Remember, bad guys exploit those small security gaps that can often be fixed by a simple update that only takes a few minutes.
4. Increasing security settings on apps, accounts and devices
Quiz Question: Have you selected increased privacy and security settings on your accounts and apps? (43% say “No”)
These days, there are apps for everything. We use apps to post photos, exercise, pay bills, and more. With new apps available every day, bad guys are looking to take advantage with their own bad apps. A simple way to best the bad guys is to enable ‘auto updates’ for your apps and download a security protection app.
You can also add an extra layer of security to many online accounts by creating a “passcode” on accounts that offer it, and changing any default passcodes to stronger ones. AT&T customers can learn about adding a passcode to their account for extra security here.
Also be sure to use “unlock” codes to allow access to your devices when they’ve gone to sleep. Bypassing this step removes an important first layer of security.

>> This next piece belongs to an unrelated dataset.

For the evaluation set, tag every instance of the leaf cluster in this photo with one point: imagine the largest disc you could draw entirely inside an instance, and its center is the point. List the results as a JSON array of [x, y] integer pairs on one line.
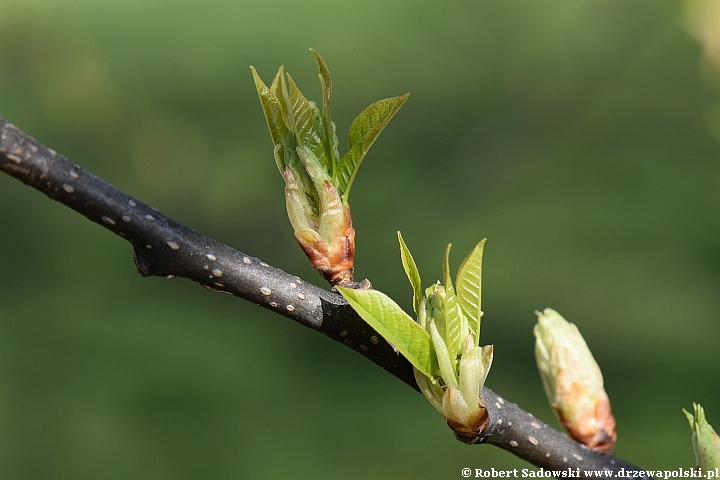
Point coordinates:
[[304, 135]]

As with passwords, create unique codes and passcodes for different accounts and devices. And don’t keep them in a filed called “passwords” or on sticky notes around your desk. These added measures increase protection and help you keep control of what’s yours.
The Bottom Line
While adding layers of security and strengthening security measures may seem “easier said than done,” these small things can make a difference and help you avoid potential problems. Ask yourself, isn’t it better to spend a few seconds now to save yourself from major headaches down the road?